Solar Powered Water Heater

Jacob Aucoin

Nicholas Chua

Dijon Hill

Harold Nero

Due Date: 10/24/2014

Page 2: Solar Can Heater Project

ABSTRACT

This report is about the successful development of a prototype hot water heater using beverage cans and

other materials within the range of a budget. In order to remain in budget, research on possible materials that

can be used to build this prototype cost effectively was necessary. After completing our search, we narrowed

down the best options for the project before proceeding to the building phase. The idea was to make the exterior

box as cheap as possible so we could invest into the performance of the actual system that is within the box. We

discovered hiccups along the way as we began to build this solar powered water heater and wasted no time in

correcting those issues. After everything in the unit was in place, we tested the flow rate and temperature

change various times to ensure our efforts were not in vain. When testing gave back positive results we were

confident that we made a unit that gave us the results necessary to pass the in class testing while managing to

remain within budget

INTRODUCTION

Of the numerous problems that this project brought to the table, we managed to face each one head on

and conquer them one by one. One problem, that remained ever-present, was not exceeding our budget of $75.

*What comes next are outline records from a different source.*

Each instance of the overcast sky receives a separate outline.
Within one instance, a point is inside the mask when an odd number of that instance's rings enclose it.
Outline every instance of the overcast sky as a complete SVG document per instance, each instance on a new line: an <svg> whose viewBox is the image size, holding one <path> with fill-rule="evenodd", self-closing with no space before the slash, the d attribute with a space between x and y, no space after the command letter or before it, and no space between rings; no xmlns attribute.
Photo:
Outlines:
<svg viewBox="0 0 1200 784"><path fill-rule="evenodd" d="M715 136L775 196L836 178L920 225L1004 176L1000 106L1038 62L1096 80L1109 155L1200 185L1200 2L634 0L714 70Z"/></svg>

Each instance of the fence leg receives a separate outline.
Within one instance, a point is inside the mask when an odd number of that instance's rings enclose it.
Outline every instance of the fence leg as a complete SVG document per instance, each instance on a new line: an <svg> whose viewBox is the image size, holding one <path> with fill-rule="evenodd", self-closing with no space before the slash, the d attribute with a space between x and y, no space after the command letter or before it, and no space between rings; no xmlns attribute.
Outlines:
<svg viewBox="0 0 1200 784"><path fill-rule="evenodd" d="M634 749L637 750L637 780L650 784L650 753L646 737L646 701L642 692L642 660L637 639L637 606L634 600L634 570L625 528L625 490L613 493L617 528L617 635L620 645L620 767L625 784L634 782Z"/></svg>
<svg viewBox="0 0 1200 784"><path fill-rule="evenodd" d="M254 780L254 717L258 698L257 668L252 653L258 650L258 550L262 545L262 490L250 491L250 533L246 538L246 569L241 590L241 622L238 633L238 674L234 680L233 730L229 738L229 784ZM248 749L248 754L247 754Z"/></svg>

The first problem was determining a reasonably sized prototype even though we were given maximum

dimensions of 4ft x 8ft x 1ft. For our purposes, we quickly came to the conclusion of simply halving the

maximum dimensions given to us by our instructor at the height, length, and depth of 2ft x 4ft x 0.5ft. Although

briefly stated in the previous section, part of our analysis for this project was to determine the materials we

would use to build our prototype. We determined many options for different parts of the project to be very

effective but we soon found out that the best route would not always keep us below budget. Keeping the budget

in mind made the selection of materials easy because the majority of the options out there were more than likely

going to take us over our predetermined $75 budget.

We already knew that this budget included the value of cans and all parts, including “found” and

“repurposed” items. Later on in our analysis, the cost of labor and overhead would also have to be considered.

The design is constrained by the flow rate and temperature increase. The minimum flow rate is ½ gallons per

minute and the minimum change in temperature, from entrance to exit, must increase 5 to 12 degrees. Part of

our analysis was realizing that the prototype was mainly constrained by the cost, so the goal was to build a

sufficiently large box that could be cheaply sealed to increase convection within the box heated by black cans.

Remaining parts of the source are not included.